Author : Merlin Butler,Phillip D.K. Lee,Barbara Y. Whitman
Publisher : Springer Science & Business Media
Page : 569 pages
File Size : 44,6 Mb
Release : 2006-10-11
Category : Medical
ISBN : 9780387335360
Management of Prader-Willi Syndrome brings together the contributions of professionals with considerable expertise in diagnosis and management of PWS. Clinical, social, family, and community issues are explored and management strategies identified. The text presents historical, medical, and genetic information to orient the reader. The major portion deals with pragmatic guidelines, rather than research and diagnosis, and is directed to health and educational specialists in academic, clinical, and community settings. This manual is endorsed by The Prader-Willi Syndrome Association, which is recognized world-wide.

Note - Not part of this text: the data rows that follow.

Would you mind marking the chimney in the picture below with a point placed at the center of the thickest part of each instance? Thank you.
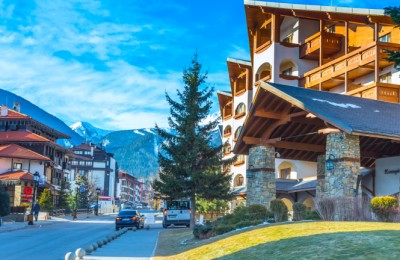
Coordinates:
(17, 107)
(4, 110)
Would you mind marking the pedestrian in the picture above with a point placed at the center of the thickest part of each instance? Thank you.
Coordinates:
(36, 210)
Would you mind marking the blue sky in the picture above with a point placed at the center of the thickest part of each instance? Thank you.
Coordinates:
(110, 62)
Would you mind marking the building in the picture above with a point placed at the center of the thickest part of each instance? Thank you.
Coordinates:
(29, 146)
(97, 166)
(130, 190)
(324, 48)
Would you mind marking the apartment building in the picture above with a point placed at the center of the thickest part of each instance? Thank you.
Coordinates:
(29, 146)
(331, 49)
(98, 167)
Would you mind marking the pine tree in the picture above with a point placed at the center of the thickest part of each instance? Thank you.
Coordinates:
(190, 165)
(394, 56)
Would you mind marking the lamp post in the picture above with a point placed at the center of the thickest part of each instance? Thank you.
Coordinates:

Author : E. Gilbert-Barness,L.A. Barness,P.M. Farrell
Publisher : IOS Press
Page : 960 pages
File Size : 42,5 Mb
Release : 2017-01-06
Category : MEDICAL
ISBN : 9781614997184
The 2nd Edition of Metabolic Diseases provides readers with a completely updated description of the Foundations of Clinical Management, Genetics, and Pathology. A distinguished group of 31 expert authors has contributed 25 chapters as a tribute to Enid Gilbert-Barness and the late Lewis Barness--- both pioneers in this topic. Enid’s unique perspectives on the pathology of genetic disorders and Lew’s unsurpassed knowledge of metabolism integrated with nutrition have inspired the contributors to write interdisciplinary descriptions of generally rare, and always challenging, hereditary metabolic disorders. Discussions of these interesting genetic disorders are organized in the perspective of molecular abnormalities leading to morphologic disturbances with distinct pathology and clinical manifestations. The book emphasizes recent advances such as development of improved diagnostic methods and discovery of new, more effective therapies for many of the diseases. It includes optimal strategies for diagnosis and information on access to specialized laboratories for specific testing. The target audience is a wide variety of clinicians, including pediatricians, neonatologists, obstetricians, maternal-fetal specialists, internists, pathologists, geneticists, and laboratorians engaged in prenatal and/or neonatal screening. In addition, all scientists and health science professionals interested in metabolic diseases will find the comprehensive, integrated chapters informative on the latest discoveries. It is our hope that the 2nd Edition will open new avenues and vistas for our readers and that they will share with us the interest, excitement and passion of the research into all these challenging disorders.